Di conseguenza la materia narrativa segue un percorso basato sulla specificità del tema: la vicenda non
ripercorre le tappe cronologiche della vita dell’uomo (infanzia, fanciullezza, maturità), ma quelle della
“malattia dell’anima”. La malattia in questione altri non è se non l’inettitudine che assume le caratteristiche
di una vera e propria nevrosi, una patologia di natura psicologica che si manifesta in diversi modi: senso di
insoddisfazione costante, angoscia, paura incontrollabile, conflitto costante con l’ambiente in cui il soggetto
vive, sensazione di inadeguatezza, ecc.

L’utilizzo della psicoanalisi, nonostante Svevo non abbia alcuna fiducia nel suo potere terapeutico, è
strumentale perché ritenuto dallo scrittore molto efficace in campo letterario per le possibilità che apre
nella comprensione dei meccanismi che regolano il comportamento dell’individuo.

“La coscienza di Zeno” non è un romanzo basato sulla rappresentazione oggettiva e precisa di una realtà
sociale come nei romanzi naturalisti, né il resoconto semplice di una vicenda biografica, ma è la narrazione
di una coscienza in cui convivono sia le verità che le falsità, tanto l’ammissione quanto l’inganno.

Svevo afferma l’esistenza di un nuovo tipo di verità, in contrapposizione alla verità basata sull’autorevolezza
del punto di vista (ipse dixit), basata su una cooperazione tra il lettore e l’opera.

Stile

Zeno utilizza un lessico moderno: il testo di Italo Svevo è pervaso di un sottile umorismo ed è scritto con un
linguaggio semplice e vivace, vicino al parlato in cui si inseriscono espressioni tecniche, ripetizioni,
metafore, similitudini e giochi di parole che danno un tono ironico alla narrazione.
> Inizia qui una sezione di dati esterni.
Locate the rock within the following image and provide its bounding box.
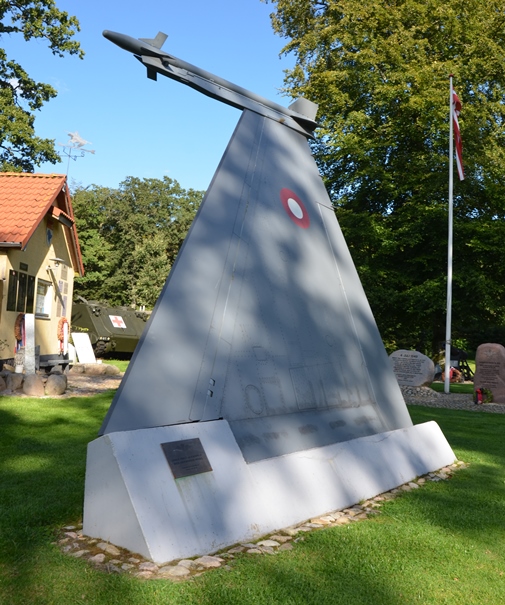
[23,374,45,397]
[45,374,67,396]
[389,349,435,387]
[5,373,24,391]
[195,555,223,569]
[159,565,191,578]
[258,540,279,548]
[139,561,159,572]
[473,343,505,403]
[84,363,107,376]
[96,542,121,557]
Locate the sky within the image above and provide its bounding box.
[1,0,294,190]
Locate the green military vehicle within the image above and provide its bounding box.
[71,296,150,357]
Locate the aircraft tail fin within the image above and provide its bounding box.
[139,32,168,48]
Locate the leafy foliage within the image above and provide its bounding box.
[264,0,505,352]
[0,0,84,172]
[73,177,203,307]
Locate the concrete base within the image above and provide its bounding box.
[83,420,455,563]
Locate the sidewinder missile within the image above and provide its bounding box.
[103,30,317,138]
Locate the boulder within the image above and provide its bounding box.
[389,349,435,387]
[473,343,505,403]
[45,374,67,396]
[23,374,45,397]
[85,363,107,376]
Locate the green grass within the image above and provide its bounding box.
[0,394,505,605]
[102,359,130,372]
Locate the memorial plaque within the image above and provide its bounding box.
[473,343,505,403]
[389,349,435,387]
[161,439,212,479]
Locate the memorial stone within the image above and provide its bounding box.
[389,349,435,387]
[473,343,505,403]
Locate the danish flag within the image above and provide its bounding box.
[452,90,465,181]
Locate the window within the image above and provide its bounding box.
[7,269,35,313]
[35,279,52,317]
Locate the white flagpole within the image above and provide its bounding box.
[444,74,454,393]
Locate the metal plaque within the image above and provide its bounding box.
[161,438,212,479]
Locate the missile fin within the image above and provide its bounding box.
[139,32,168,48]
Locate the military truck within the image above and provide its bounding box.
[71,296,150,357]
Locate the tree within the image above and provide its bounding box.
[0,0,84,172]
[73,177,203,307]
[271,0,505,352]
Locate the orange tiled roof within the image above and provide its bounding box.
[0,172,84,274]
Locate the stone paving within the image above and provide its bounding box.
[53,461,467,582]
[54,387,486,581]
[401,387,505,414]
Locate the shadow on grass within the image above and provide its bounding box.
[0,393,139,603]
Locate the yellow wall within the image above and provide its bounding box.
[0,218,74,359]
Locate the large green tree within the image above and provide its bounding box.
[271,0,505,351]
[0,0,84,172]
[73,177,203,308]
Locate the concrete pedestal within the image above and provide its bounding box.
[83,420,455,563]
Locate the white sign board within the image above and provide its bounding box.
[109,315,126,329]
[72,332,96,363]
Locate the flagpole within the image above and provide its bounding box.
[444,74,454,393]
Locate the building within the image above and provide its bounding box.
[0,172,84,369]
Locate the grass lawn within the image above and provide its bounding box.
[0,394,505,605]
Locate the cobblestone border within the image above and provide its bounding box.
[400,387,505,414]
[53,461,468,581]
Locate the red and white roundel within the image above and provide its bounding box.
[280,188,310,229]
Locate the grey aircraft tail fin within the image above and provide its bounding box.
[139,32,168,48]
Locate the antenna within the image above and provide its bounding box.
[58,130,95,177]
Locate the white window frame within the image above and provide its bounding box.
[35,279,53,318]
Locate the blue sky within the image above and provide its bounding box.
[2,0,293,190]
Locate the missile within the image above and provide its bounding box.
[103,29,170,58]
[103,30,317,138]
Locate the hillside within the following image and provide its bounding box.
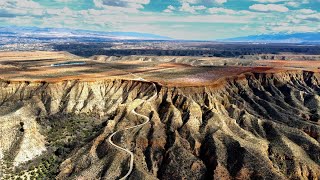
[225,32,320,44]
[0,52,320,179]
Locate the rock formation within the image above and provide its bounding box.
[0,71,320,179]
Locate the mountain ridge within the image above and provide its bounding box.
[0,26,172,40]
[220,32,320,44]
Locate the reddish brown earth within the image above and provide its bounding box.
[0,52,320,179]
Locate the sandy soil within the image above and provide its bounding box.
[0,51,320,86]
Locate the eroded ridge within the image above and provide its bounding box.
[108,82,158,180]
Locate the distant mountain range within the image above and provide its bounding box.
[0,26,171,41]
[219,32,320,44]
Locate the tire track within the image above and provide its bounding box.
[108,78,158,180]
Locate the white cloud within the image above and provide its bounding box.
[208,7,237,14]
[215,0,227,4]
[298,9,316,14]
[167,5,176,10]
[180,3,206,14]
[163,5,176,13]
[249,4,289,12]
[93,0,150,10]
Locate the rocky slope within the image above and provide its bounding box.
[0,71,320,179]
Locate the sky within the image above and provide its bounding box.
[0,0,320,40]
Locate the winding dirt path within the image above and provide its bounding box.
[108,81,158,180]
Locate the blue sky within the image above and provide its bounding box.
[0,0,320,40]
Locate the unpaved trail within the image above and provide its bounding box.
[108,82,158,180]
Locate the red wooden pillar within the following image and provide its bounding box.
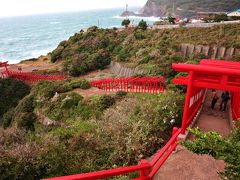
[156,81,159,93]
[181,71,194,134]
[140,159,150,180]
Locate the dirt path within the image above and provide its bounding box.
[153,146,225,180]
[192,90,231,137]
[154,90,231,180]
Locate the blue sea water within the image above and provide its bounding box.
[0,8,159,63]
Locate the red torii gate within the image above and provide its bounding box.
[0,61,9,77]
[91,76,165,93]
[172,59,240,133]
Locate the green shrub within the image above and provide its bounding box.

L’ironia è una
componente stilistica fondamentale: ogni avvenimento presenta aspetti ironici.

L’elemento tecnico-stilistico più originale è il discorso indiretto libero che è alla base de.
A differenza del romanzo ottocentesco in cui il narratore si caratterizzava per la sua credibilità (narratore
oggettivo), nel romanzo di Svevo la voce narrante appare inattendibile, è insicuro e incerto nell’interpretare
le vicende del proprio passato e può solo immaginare ed avanzare delle ipotesi interpretative.